A parlamentar defende cobrança de IPTU progressivo, ampliação da receita por meio da dívida ativa, discussão de isenções municipais e diz que é necessário reaver os recursos da corrupção.
– É um projeto contrário ao que Marchezan está fazendo. Ele apoia um projeto que, na verdade, é o caos: arrocho salarial, ataque ao serviço público e privatização – ressalta.
O servidor
O assistente administrativo Guilherme Menezes da Silva, 34 anos, repete algumas vezes a expressão "angústia" ao falar da vida de servidor público de Porto Alegre nas últimas semanas.
Ele acompanhou apreensivo o envio à Câmara Municipal de projetos que atingiriam a categoria à qual pertence e se preocupa com os parcelamentos de salários que a prefeitura anuncia:
– Tem gente que tem filho, que tem um milhão de coisas. O pessoal vai ficar muito bravo.
Formado em Ciências Sociais, o funcionário da Secretaria Municipal de Esportes (SME) relata que é oneroso trabalhar em um ambiente tomado pelo clima de insegurança e acredita que até mesmo para o governo seria mais vantajoso "atuar com o funcionalismo estando em paz".
Guilherme defende auditoria na situação financeira e audiências públicas:
– Há vários caminhos antes de chegar ao funcionalismo.
O líder do governo
Na quarta-feira, Clàudio Janta (SD) precisou pedir a retirada de votação do projeto que desobriga o Executivo a conceder reajustes anuais automáticos de acordo com a inflação. O governo corria contra o tempo para adotar a medida já em 2017 (a data-base da reposição é maio), mas não conseguiu reunir os votos necessários. Janta credita ao "ritmo" dos parlamentares a derrota:
– As coisas foram muito rápidas. Esse projeto tinha data.

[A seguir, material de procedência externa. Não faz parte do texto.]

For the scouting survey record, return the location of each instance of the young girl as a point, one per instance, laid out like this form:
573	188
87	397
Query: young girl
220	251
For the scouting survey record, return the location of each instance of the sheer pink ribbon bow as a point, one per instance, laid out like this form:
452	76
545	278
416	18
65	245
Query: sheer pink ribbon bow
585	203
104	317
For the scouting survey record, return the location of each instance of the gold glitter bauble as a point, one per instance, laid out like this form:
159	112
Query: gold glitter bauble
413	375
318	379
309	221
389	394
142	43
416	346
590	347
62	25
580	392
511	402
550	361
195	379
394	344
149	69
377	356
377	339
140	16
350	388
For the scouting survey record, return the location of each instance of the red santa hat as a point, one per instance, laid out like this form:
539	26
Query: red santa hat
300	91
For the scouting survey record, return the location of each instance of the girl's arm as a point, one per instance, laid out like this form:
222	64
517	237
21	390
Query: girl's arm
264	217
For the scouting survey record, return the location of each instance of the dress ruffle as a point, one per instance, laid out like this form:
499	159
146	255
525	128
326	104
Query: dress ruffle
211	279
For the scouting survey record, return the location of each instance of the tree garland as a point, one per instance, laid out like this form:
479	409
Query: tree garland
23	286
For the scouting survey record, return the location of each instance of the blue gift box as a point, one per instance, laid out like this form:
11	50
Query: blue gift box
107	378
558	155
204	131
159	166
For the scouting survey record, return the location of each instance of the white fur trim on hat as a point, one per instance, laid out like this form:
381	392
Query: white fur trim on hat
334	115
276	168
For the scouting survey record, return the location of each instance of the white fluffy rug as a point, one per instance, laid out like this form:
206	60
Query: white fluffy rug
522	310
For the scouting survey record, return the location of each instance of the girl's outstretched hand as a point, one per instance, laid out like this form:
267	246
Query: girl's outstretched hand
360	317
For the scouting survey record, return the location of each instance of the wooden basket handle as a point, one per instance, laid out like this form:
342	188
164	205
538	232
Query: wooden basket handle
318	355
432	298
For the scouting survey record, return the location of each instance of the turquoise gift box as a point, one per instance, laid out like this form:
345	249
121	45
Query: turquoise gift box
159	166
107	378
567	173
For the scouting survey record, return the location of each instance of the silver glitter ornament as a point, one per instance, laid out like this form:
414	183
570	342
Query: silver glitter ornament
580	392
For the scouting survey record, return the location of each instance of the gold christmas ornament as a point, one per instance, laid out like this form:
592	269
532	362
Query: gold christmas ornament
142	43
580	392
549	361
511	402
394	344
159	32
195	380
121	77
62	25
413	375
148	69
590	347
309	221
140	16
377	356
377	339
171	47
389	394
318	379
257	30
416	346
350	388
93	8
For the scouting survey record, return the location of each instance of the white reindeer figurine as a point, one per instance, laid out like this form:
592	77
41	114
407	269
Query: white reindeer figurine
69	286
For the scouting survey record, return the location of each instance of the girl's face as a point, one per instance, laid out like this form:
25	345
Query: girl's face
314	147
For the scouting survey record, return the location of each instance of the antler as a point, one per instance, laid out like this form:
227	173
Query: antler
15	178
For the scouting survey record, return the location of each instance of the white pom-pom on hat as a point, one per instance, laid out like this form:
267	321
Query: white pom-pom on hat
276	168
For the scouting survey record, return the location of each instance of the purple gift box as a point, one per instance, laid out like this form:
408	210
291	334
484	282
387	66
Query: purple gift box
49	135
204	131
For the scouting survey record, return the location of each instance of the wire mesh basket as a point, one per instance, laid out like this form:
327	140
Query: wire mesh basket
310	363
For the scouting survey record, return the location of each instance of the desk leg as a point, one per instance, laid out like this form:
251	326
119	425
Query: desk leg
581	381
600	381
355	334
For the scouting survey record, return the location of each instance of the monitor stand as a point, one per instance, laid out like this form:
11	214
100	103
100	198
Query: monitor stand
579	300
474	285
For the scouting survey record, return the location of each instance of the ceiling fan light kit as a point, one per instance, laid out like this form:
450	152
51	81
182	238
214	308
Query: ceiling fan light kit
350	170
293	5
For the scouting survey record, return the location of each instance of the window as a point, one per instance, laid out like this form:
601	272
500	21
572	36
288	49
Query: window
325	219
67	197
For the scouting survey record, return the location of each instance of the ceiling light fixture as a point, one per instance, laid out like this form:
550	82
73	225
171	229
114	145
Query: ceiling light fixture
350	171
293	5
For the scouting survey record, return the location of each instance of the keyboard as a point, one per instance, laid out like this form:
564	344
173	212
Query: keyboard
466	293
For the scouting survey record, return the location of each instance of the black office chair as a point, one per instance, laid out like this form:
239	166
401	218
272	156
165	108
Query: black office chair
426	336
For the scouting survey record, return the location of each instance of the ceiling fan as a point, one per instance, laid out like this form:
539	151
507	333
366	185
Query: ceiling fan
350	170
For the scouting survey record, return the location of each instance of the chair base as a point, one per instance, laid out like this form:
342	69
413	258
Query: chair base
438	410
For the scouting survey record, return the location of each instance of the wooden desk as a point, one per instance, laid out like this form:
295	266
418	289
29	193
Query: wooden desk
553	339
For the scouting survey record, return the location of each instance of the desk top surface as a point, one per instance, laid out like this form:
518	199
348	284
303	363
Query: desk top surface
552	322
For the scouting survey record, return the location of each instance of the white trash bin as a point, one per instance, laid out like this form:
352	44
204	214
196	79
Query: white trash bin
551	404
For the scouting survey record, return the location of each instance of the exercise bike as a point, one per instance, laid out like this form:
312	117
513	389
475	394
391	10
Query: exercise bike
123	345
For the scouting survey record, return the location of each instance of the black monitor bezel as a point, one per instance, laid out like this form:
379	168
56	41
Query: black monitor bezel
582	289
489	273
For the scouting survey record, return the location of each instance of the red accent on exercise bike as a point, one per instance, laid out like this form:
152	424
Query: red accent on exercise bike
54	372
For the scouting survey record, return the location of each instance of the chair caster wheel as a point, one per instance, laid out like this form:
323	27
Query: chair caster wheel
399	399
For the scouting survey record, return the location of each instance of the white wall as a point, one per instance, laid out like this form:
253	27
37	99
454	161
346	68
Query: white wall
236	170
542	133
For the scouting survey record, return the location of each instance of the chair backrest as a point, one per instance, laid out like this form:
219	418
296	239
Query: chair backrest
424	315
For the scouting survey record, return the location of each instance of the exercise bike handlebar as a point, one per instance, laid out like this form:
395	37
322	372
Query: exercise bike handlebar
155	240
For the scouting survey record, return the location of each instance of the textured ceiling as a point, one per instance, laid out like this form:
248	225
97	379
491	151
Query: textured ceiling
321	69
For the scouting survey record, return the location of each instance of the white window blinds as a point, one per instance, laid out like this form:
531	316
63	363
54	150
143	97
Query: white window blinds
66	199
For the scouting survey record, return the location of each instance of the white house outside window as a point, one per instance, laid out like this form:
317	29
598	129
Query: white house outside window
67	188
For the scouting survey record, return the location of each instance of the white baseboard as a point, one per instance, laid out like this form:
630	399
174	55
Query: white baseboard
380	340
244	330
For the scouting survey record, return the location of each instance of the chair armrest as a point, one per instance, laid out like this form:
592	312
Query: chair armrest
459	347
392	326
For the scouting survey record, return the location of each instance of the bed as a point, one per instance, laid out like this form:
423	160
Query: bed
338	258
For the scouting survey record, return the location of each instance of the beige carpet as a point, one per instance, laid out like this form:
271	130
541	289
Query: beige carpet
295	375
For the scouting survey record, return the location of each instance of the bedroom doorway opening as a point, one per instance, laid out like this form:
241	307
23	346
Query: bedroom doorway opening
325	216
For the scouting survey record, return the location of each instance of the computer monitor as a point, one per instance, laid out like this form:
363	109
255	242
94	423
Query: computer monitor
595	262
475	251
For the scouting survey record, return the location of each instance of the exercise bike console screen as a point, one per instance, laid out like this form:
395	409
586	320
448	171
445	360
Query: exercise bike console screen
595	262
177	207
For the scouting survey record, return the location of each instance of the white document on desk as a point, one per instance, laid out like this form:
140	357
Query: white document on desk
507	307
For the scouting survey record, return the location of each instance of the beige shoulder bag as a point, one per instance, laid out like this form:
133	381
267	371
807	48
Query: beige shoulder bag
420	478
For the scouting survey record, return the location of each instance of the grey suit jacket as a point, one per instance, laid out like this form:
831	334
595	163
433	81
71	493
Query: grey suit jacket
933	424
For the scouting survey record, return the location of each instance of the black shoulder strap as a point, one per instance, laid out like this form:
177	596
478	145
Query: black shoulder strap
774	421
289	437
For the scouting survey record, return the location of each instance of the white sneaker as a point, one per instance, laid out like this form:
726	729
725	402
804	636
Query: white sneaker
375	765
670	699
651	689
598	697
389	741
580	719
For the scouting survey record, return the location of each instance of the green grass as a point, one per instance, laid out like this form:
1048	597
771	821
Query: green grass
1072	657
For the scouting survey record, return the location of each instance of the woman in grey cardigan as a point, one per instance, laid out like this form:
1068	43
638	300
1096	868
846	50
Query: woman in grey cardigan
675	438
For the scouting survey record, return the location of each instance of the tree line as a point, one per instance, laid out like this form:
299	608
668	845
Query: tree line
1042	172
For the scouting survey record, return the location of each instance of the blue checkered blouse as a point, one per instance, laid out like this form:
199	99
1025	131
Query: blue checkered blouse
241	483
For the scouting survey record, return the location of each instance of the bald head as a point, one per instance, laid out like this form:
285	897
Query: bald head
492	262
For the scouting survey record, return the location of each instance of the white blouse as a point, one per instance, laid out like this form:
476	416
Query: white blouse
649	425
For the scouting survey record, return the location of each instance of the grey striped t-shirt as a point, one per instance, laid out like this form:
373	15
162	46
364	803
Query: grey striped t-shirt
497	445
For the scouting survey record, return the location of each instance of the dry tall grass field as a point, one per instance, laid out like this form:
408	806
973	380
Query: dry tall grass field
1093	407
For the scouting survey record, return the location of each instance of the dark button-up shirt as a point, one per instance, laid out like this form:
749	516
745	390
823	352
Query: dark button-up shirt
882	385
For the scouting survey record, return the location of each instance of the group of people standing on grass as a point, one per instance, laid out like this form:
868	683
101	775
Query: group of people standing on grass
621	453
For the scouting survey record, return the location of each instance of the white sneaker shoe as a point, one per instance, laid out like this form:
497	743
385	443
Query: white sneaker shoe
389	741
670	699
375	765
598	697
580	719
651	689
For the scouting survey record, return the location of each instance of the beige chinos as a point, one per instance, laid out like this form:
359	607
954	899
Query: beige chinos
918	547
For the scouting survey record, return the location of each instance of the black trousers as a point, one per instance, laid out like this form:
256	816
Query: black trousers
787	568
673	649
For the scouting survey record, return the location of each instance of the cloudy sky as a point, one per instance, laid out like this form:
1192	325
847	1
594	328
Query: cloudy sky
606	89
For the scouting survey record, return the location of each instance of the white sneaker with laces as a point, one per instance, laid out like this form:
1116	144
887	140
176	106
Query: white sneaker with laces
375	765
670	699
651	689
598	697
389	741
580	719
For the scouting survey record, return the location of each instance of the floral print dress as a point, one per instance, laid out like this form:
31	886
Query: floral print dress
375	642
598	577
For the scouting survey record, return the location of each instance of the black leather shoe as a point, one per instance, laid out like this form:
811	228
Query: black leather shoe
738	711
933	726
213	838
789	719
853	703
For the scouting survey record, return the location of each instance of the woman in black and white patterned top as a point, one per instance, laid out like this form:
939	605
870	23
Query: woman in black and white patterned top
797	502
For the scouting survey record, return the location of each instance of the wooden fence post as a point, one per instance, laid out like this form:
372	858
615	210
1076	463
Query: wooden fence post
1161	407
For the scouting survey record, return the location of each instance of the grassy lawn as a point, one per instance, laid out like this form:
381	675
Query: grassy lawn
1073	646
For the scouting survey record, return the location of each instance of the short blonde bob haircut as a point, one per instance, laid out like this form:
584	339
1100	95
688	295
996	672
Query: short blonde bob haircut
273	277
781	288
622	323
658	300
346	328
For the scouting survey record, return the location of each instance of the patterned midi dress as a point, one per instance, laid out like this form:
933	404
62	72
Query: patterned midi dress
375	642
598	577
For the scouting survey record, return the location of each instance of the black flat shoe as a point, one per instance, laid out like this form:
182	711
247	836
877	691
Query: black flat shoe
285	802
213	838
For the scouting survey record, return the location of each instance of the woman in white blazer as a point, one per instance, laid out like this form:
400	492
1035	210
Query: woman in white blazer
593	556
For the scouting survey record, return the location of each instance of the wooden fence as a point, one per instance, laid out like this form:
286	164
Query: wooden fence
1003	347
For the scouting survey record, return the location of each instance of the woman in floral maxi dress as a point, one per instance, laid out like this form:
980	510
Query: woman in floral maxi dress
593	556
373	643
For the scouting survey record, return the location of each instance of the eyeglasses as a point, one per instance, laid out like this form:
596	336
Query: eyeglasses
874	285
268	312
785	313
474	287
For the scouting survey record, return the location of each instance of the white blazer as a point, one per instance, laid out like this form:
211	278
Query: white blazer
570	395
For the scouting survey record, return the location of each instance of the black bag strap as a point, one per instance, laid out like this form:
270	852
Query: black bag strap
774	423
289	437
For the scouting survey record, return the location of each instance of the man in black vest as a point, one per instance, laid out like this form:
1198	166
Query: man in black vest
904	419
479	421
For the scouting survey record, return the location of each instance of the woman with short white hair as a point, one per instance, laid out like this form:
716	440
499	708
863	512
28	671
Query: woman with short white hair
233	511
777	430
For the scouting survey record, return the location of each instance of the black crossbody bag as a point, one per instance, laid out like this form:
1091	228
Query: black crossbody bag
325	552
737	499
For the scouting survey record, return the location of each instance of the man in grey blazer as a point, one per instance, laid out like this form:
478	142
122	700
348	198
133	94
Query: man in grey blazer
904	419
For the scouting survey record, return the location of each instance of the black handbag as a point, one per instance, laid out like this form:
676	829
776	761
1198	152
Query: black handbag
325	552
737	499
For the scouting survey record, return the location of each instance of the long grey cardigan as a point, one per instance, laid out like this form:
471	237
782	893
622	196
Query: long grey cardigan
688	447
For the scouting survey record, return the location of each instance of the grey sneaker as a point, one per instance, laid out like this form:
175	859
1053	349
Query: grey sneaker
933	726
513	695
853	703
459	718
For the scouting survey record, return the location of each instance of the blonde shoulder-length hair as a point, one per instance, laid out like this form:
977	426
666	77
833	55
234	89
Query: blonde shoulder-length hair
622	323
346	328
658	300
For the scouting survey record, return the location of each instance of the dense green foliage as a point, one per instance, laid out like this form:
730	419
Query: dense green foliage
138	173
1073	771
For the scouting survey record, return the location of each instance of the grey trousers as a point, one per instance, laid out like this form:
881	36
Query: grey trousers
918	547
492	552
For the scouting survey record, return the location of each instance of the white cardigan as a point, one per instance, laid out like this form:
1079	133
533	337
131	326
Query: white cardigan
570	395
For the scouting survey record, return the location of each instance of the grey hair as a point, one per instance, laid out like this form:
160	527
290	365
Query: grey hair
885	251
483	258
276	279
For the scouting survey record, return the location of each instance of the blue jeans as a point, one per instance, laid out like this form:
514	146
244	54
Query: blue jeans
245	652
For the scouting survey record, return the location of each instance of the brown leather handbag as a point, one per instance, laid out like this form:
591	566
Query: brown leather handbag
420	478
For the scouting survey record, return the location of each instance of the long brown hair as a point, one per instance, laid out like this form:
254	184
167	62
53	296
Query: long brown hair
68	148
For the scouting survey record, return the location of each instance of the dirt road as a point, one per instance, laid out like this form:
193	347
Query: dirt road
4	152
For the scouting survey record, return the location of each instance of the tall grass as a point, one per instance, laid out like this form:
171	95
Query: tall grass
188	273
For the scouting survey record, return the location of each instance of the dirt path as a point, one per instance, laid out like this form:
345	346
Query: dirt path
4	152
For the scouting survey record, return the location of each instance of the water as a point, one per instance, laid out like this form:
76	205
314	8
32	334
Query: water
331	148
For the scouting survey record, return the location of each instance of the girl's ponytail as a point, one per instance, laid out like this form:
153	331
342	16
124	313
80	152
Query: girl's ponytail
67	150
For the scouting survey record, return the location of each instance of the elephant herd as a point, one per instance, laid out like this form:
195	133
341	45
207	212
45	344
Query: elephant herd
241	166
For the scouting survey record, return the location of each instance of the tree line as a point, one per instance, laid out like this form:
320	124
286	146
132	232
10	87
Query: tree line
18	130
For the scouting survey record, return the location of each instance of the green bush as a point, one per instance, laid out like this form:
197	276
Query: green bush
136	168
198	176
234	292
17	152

A Câmara vem de um ritmo de governo, agora tem um ritmo mais moderno, mais ágil, e a Câmara não se adaptou.
O vereador defende que a crise tem remédios – "alguns, inicialmente, amargos".
– Ninguém é malvado, ninguém quer atrasar salário de funcionário público ou deixar de dar reajuste para as pessoas. Mas é uma das saídas – conclui.